When you are photographing a static subject you can use a slow shutter speed and not be worried about blurring if your camera does not move.
Many people prefer not to work with a tripod. Sometimes it’s the best option to carry one with you, especially if you might be photographing in low light situations.
Modern tripods come in many shapes and sizes. I have a collection of tripods I have built up over the years and use them each for different purposes. The type of tripod you choose depends on what you like to photograph.
Different Types of Tripod
Travel tripods are lightweight and compact. They are easy to carry and can often fit inside luggage or to the outside of your camera bag. They are best used with smaller, lighter cameras as the weight of a full frame body with a battery pack and huge lens may be too heavy.
Larger, more steady tripods are better suited to larger, heavier cameras and lenses.
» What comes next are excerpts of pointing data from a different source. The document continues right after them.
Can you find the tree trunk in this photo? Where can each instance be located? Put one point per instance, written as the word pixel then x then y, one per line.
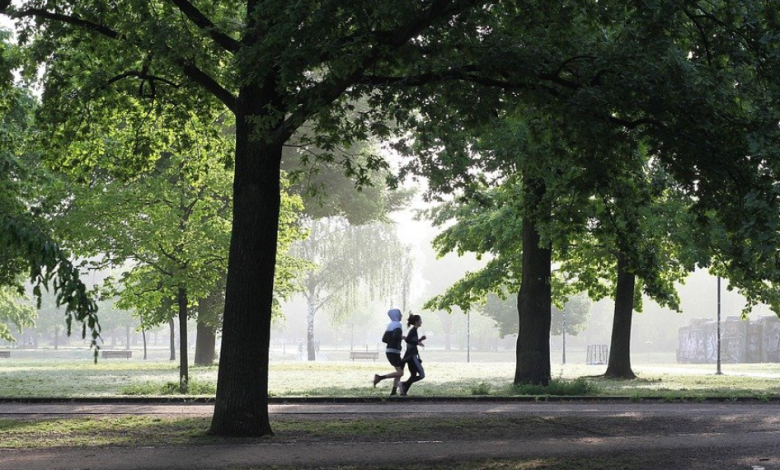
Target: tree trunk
pixel 241 407
pixel 534 301
pixel 204 344
pixel 619 365
pixel 172 326
pixel 184 376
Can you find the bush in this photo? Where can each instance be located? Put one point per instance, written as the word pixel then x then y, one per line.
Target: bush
pixel 482 388
pixel 557 387
pixel 170 388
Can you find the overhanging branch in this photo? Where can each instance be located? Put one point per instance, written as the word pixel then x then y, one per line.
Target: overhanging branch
pixel 205 24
But they are not so portable. You must remember the old saying, ‘If you don’t know you’re carrying a tripod, it’s not worth carrying’. A lightweight tripod may be convenient. But it might not be at all practical with a big heavy camera mounted on it.
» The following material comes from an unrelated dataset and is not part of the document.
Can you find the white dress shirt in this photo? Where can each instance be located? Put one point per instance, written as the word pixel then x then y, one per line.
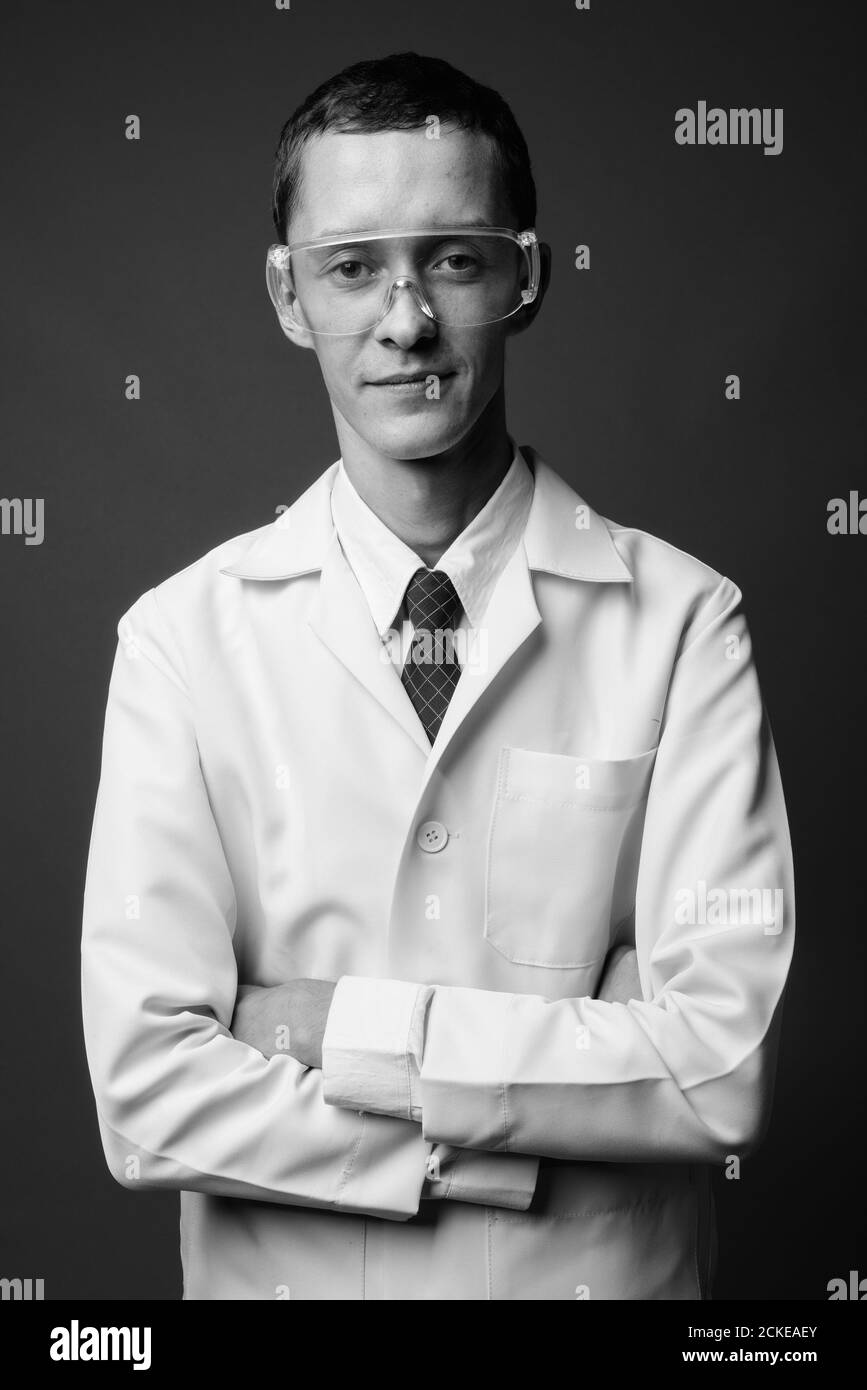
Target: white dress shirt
pixel 384 566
Sometimes very small tripods are sufficient and practical, even for larger cameras. GorillaPods can be used effectively with many cameras if you are careful where you position them. Often I find it best to splay the legs right out on a surface so they are not supporting the whole weight of my camera. This gives me the stability I need and allows me the flexibility to point my camera in the direction I want to. Using a GorillaPod can be much more convenient than just resting your camera on a stable surface.
One of my favorite tripods is the Benbo 1. This radically designed tripod affords more flexibility than most. It’s universal joint means you can place the legs anywhere. It’s particularly brilliant to work within confined spaces. I used mine extensively when photographing the inside of this yacht’s hull as it was being constructed. I could press it right up to the inside of the hull, with two legs in the ground and the third swung up above and supported by the inner face of the hull.
Experiment with Shutter Speed and Motion Blur
The best way to learn photography is to put into practice what you are studying. Try these two practical experiments.
When Does Camera Shake Become a Problem?
With a standard lens on your camera, (one that’s not too heavy,) set it to use Shutter Priority.
Make your shutter speed 1/250th of a second. Photograph a static subject. Next, continue to take a series of photos, each time making your shutter speed one stop slower. Make sure you are holding your camera well so that it’s as stable as possible each time you take a photo. Keep changing your shutter speed and taking photos until you reach a speed of 1 second. If you are using an Olympus camera with 5-axis VCM image stabilization, continue down to as slow as 20 seconds.
Check your series of photos at 100% zoom on your computer. At what shutter speed do your photos become blurry? One stop faster than that speed is the slowest you should handhold your camera at.
How Does the Speed of Movement Affect Your Photos?
Using a tripod or with your camera on a stable surface, photograph a number of moving subjects. Try photographing people walking, or dogs running, traffic, a ball bouncing. Any number of subjects which are moving at different speeds.
Take a series of photos of each subject, all with different shutter speeds. This way you will begin to see the relationship between the speed your subject is moving compared to the length of time your shutter is open for. The fast your subject is moving, the faster your shutter speed will need to be to keep it from being blurred.
Bad Blur – Good Blur
Intentional motion blur can enhance the feeling of movement in a photograph. Left to chance, a shutter speed that’s slow will cause problems. Carefully controlled slow speed will produce blurring that brings a picture to life. Waterfalls with the silky softness, panning moving subjects of even portraits with movement around the subject can all be very effective.